The ClickHouse Monitoring Gap

Try finding a database monitoring tool with first-class ClickHouse support. You'll find plenty of options for PostgreSQL, MySQL, and MongoDB. But ClickHouse? Your options are basically:

Grafana + system tables: Roll your own dashboards by querying system.query_log, system.parts, and system.metrics. This is the most common approach, and it works, but it comes with real operational overhead. You're writing and maintaining custom SQL queries against system tables that change between ClickHouse versions. You need to build alerting logic from scratch, define thresholds based on your own experience, and keep dashboards updated as your cluster topology evolves. For a team with deep ClickHouse expertise, this is manageable. For teams where ClickHouse is one of several data stores, it's a maintenance burden that often gets deprioritized until something breaks.
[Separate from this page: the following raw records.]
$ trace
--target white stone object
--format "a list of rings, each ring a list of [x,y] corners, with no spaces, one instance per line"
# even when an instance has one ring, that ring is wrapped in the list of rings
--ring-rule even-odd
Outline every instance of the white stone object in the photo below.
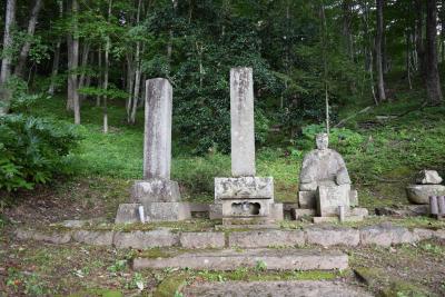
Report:
[[[417,174],[416,184],[418,185],[439,185],[442,177],[436,170],[422,170]]]
[[[146,82],[144,179],[170,179],[172,88],[164,78]]]
[[[230,70],[231,175],[255,176],[254,78],[251,68]]]

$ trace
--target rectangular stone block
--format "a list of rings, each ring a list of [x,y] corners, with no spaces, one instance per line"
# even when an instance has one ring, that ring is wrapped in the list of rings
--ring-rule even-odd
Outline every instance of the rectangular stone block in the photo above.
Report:
[[[294,247],[304,246],[304,231],[259,230],[229,234],[229,247],[260,248],[260,247]]]
[[[171,258],[136,258],[135,270],[151,268],[191,268],[197,270],[236,270],[255,268],[264,263],[267,270],[332,270],[348,268],[348,256],[324,250],[298,249],[225,249],[208,253],[186,253]]]
[[[254,77],[251,68],[230,70],[231,175],[255,176]]]
[[[115,231],[78,230],[72,232],[75,241],[92,246],[111,246]]]
[[[298,192],[299,208],[317,208],[317,197],[315,191],[299,191]]]
[[[136,249],[171,247],[179,244],[179,235],[168,229],[116,232],[113,244],[117,248]]]
[[[215,201],[234,198],[274,199],[274,178],[215,178]]]
[[[138,180],[131,187],[131,199],[135,202],[178,202],[180,192],[178,182],[166,179]]]
[[[184,248],[224,248],[226,246],[224,232],[182,232],[179,240]]]
[[[144,179],[170,179],[172,88],[167,79],[146,82]]]
[[[319,186],[317,188],[317,212],[320,217],[338,215],[338,206],[349,209],[350,185]]]
[[[121,204],[116,215],[115,224],[131,224],[139,222],[139,206],[140,204]]]
[[[187,202],[149,202],[145,205],[148,221],[177,221],[191,218]]]
[[[352,228],[342,229],[306,229],[307,242],[309,245],[330,246],[352,246],[356,247],[360,242],[360,232]]]

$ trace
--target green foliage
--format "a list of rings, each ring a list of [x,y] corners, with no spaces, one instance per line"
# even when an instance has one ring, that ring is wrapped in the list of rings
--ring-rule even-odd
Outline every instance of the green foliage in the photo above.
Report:
[[[0,117],[0,189],[31,189],[69,170],[73,127],[24,115]]]

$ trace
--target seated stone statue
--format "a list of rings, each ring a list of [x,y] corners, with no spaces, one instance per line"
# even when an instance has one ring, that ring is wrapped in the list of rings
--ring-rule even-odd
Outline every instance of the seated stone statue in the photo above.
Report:
[[[303,160],[299,175],[299,189],[315,191],[319,185],[348,185],[349,174],[342,156],[328,148],[327,133],[316,137],[317,149],[312,150]]]
[[[332,200],[334,206],[346,207],[357,204],[357,192],[350,190],[350,178],[342,156],[328,148],[329,138],[327,133],[316,136],[317,149],[309,151],[303,159],[299,176],[298,204],[300,208],[317,208],[323,216],[323,204],[320,195]],[[320,194],[320,187],[324,188]],[[327,191],[325,190],[327,189]],[[320,210],[322,208],[322,210]]]

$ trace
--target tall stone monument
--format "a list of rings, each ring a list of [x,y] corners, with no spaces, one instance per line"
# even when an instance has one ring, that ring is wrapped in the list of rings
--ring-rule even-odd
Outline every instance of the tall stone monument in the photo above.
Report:
[[[188,204],[181,202],[178,182],[170,180],[172,88],[167,79],[146,82],[144,132],[144,180],[131,188],[132,204],[121,205],[117,222],[137,221],[144,207],[147,221],[190,218]]]
[[[230,70],[231,177],[215,178],[210,218],[224,225],[269,224],[283,219],[274,202],[274,178],[255,176],[254,79],[251,68]]]

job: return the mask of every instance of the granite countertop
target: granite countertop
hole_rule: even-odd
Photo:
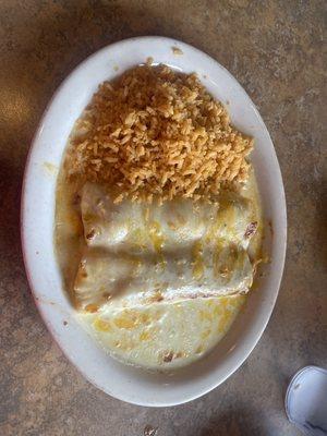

General APM with a ClickHouse integration: Datadog, New Relic, and similar platforms offer ClickHouse "integrations" that collect basic host metrics (CPU, memory, disk) and maybe check that the ClickHouse process is running. Some will pull a handful of metrics from system.metrics. But they don't provide query-level performance tracking, part merge visibility, or insert health monitoring. They treat ClickHouse the same way they'd treat any other process running on a host. That's not database monitoring. That's infrastructure monitoring with a ClickHouse label on it.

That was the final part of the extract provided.